Correlations simply describe the relationship between two variables in statistical terms, but it is not a research method in itself. Data collected from various research methods such as observations, questionnaires, and experiments can be analysed to see if there is a relationship between two variables. An example of a correlation is the relationship between hours spent revising for an exam and the grade attained.
Unlike experiments which have an independent variable and a dependent variable, correlations are described in terms of covariables. This is because both variables in a correlation vary (change) and are measured, and neither one is set or controlled by the researcher.
Positive and negative correlations
Correlations can be positive or negative.
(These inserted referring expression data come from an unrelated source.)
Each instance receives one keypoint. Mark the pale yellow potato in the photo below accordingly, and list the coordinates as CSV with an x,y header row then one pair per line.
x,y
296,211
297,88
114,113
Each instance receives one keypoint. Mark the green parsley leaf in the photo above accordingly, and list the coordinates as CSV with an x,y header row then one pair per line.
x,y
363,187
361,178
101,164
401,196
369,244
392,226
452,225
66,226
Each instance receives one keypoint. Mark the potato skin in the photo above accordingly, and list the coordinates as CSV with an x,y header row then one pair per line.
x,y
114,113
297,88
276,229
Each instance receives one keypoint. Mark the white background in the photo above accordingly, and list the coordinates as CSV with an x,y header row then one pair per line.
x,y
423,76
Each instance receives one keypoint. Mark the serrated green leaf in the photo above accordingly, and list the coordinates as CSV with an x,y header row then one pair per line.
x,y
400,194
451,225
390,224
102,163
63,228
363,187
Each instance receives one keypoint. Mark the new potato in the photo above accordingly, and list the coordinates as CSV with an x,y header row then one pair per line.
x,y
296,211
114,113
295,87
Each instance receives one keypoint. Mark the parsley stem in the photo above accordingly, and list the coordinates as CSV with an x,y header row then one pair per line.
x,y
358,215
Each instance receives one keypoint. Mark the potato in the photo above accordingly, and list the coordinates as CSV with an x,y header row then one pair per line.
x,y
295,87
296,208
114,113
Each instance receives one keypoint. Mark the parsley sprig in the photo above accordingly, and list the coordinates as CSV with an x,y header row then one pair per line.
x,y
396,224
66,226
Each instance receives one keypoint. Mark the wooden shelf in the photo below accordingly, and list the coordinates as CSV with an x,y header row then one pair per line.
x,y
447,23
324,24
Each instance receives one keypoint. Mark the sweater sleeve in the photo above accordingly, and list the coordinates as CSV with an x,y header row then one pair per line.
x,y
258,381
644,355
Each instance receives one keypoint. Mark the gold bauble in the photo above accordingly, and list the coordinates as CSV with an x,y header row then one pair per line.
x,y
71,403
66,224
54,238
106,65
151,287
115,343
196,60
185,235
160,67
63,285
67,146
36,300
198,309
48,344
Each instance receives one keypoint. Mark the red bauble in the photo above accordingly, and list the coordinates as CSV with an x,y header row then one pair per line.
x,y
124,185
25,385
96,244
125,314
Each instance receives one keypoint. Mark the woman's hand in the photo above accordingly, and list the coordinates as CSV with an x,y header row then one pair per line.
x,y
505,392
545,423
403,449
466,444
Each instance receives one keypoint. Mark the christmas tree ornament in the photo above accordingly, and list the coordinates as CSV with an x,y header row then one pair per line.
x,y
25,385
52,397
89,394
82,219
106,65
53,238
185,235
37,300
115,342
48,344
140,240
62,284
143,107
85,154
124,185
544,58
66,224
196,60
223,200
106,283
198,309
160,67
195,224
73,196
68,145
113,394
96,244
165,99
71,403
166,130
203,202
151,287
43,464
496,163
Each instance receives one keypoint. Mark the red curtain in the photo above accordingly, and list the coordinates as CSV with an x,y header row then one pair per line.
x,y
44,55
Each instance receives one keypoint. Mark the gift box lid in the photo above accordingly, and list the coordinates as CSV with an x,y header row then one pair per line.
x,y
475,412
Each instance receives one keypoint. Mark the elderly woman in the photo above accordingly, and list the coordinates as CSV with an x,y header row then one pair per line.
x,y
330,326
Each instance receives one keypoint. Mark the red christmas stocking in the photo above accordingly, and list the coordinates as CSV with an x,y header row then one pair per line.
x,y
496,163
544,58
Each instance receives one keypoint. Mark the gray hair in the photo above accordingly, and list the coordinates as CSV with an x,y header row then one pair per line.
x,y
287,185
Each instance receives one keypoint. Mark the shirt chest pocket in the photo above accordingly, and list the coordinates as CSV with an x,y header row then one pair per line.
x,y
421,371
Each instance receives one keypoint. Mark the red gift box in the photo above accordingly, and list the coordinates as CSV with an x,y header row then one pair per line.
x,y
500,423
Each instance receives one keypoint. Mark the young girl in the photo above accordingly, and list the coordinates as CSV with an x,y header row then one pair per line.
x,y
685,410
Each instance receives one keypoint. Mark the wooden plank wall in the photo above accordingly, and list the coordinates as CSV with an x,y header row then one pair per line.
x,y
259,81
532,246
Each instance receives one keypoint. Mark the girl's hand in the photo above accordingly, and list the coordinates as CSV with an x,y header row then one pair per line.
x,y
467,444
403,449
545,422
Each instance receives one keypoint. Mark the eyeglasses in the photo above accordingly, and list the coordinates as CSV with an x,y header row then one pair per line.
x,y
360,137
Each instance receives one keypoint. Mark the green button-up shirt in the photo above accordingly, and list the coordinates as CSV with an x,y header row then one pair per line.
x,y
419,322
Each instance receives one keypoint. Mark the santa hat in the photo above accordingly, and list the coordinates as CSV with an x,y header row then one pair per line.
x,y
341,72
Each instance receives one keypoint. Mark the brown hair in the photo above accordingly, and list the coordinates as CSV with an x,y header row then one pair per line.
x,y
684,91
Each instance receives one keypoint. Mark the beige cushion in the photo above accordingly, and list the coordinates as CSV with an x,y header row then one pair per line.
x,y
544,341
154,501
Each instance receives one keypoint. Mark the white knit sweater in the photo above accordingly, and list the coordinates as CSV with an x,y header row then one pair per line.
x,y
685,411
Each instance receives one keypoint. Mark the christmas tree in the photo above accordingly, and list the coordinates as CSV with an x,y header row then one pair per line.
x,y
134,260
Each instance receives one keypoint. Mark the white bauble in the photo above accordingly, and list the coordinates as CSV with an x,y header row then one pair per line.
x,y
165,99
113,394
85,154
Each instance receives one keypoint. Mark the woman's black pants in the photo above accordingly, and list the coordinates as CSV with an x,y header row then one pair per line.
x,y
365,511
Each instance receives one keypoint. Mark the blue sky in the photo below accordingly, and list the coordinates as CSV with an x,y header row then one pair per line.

A positive correlation describes a relationship in which both variables increase together. A negative correlation describes a relationship in which one variable increases as the other decreases. For example, the relationship between hours spent revising for an exam and the grade attained is a positive correlation. This is because as hours spent revising increase, then the result attained also increases.
The strength of a correlation is described as a correlation coefficient. Coefficients range from -1.0 to +1.0, with a coefficient of less than zero describing a negative correlation and a coefficient above zero describing a positive correlation. A good rule of thumb is to consider of 0.0 to 0.3 as weak, 0.3 to 0.7 as moderate, and above 0.7 as strong.
Correlations are plotted on graphs called scattergrams (also called scatter plots or scatter graphs). A scattergram has one covariable on the x-axis and the other on the y-axis, and a straight line that best fits the points is plotted (a line of best fit). The gradient of the line is the same as the correlation coefficient.
A scattergram showing a positive correlation between hours spent revising for an exam and exam grade attained.
Strengths and weaknesses of correlational research
- Quick and easy. Correlations are a quick and easy way to see whether or not there is a relationship between two variables that is worth exploring further. They can use preexisting data (e.g. children’s SATs scores at the end of year 6 and their GCSE scores at the end of year 11) and if a correlation is found it may be worth investigating why there is a correlation.
- Describes the strength of a relationship. A correlation coefficient is a simple and objective way to describe the strength of a relationship between two variables. Expressing it as a precise number makes it clear and easy to understand.
- Correlations do not equal causation. This means that it is impossible to claim that one covariable actually causes the other covariable, as it could be that a third unknown variable (a mediating variable) is causing both variables to change together. In the example above of the positive correlation between hours spent revising and exam grade attained, it is impossible to be sure that hours spent revising actually causes a higher grade to be attained. It could be that children who revise more have more stable home lives, and the more stable home life could mean they do more homework and pay more attention at school, which in turn could lead to higher grades in exams. It is very difficult to establish cause and effect.
- Correlations can be misused. As finding a correlation between two variables tells us very little other than that a relationship exists, it is very difficult to make accurate conclusions about the causes of the relationship. Media, governments, and even sometimes scientists often make wild claims based on correlations that sound convincing to the public and support an argument, but in reality the relationship could mean something completely different.
A Level exam tips
Answering exam questions (PSYA1 AQA A specification)
Questions about correlations tend to provide a graph that has to be interpreted. It is essential to read the title and descriptions of the axis so that you know what variables the graph is describing. You must then decide whether the correlation is positive or negative. The question may also ask for one strength or one weakness of correlations, and to answer you should describe one of each and relate it to the topic the graph is describing.
Give one strength and one weakness of using correlations to describe the relationship between hours spent in day care and aggressive behaviour (2+2 marks)
One strength is that the relationship between hours spent in day care and aggression can be simply and easily described. You must then describe the relationship in the graph you have been given.
One weakness is that cause and effect cannot be established because correlations do not equal causation and there may be another mediating variable. For example, children who spend more hours in day care may have less caring mothers, and so the children may react aggressively in order to get attention. Maternal sensitivity is the mediating variable.